Other healthy fat sources include avocados, olive oil, nuts, and seeds. Almonds, walnuts, flaxseeds, and chia seeds all pair well with meals or snacks. These fats also slow stomach emptying, which blunts post-meal glucose spikes when eaten alongside carbohydrate-containing foods. The goal is replacing saturated fats (butter, fatty cuts of meat, full-fat cheese) with these unsaturated options rather than simply adding fat on top of your current diet.
Why Fiber Matters So Much
Fiber shows up in nearly every food category that benefits diabetes, and that’s not a coincidence. It slows carbohydrate digestion, reduces the speed at which glucose enters your blood, feeds beneficial gut bacteria, and improves cholesterol levels. The Dietary Guidelines for Americans recommend 22 to 34 grams of fiber per day depending on age and sex, but most adults fall well short of that range.

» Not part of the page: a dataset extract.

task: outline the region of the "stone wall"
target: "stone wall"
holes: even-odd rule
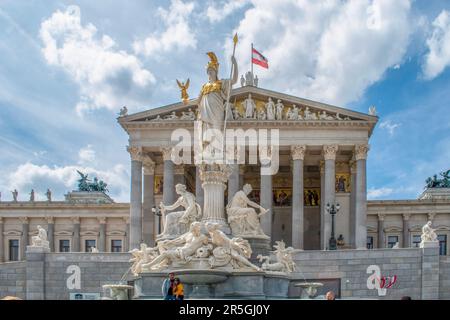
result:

Practical ways to close the gap include adding a serving of beans or lentils to one meal daily, choosing whole fruit over juice, snacking on raw vegetables with hummus, and picking whole grains whenever you eat bread, rice, or pasta. Even small increases, like swapping white rice for a mix of half brown rice and half white, make a difference over time.
The Order You Eat Matters
Beyond what you eat, when you eat each component of a meal can affect your glucose response. Eating vegetables first, then protein, then carbohydrates last slows the digestion of those carbs and produces a more gradual blood sugar rise compared to eating everything mixed together or starting with bread or rice. The exact size of this effect varies from person to person, but the strategy costs nothing and requires no special foods. If you’re having grilled chicken with salad and rice, start with the salad, move to the chicken, and finish with the rice.
Drinks: Keep It Simple
Water is the best default beverage for blood sugar management. The latest diabetes nutrition guidance specifically recommends water over both sugar-sweetened and artificially sweetened drinks. Unsweetened tea and coffee are also reasonable choices. If plain water feels boring, sparkling water with a squeeze of lemon or lime adds flavor without carbohydrates.
Sugary drinks, including soda, sweet tea, fruit juice, and many coffee shop beverages, are among the fastest ways to spike blood sugar because liquid calories bypass the slower digestion that solid food requires. Even 100% fruit juice, despite containing vitamins, delivers a concentrated sugar load without the fiber that whole fruit provides.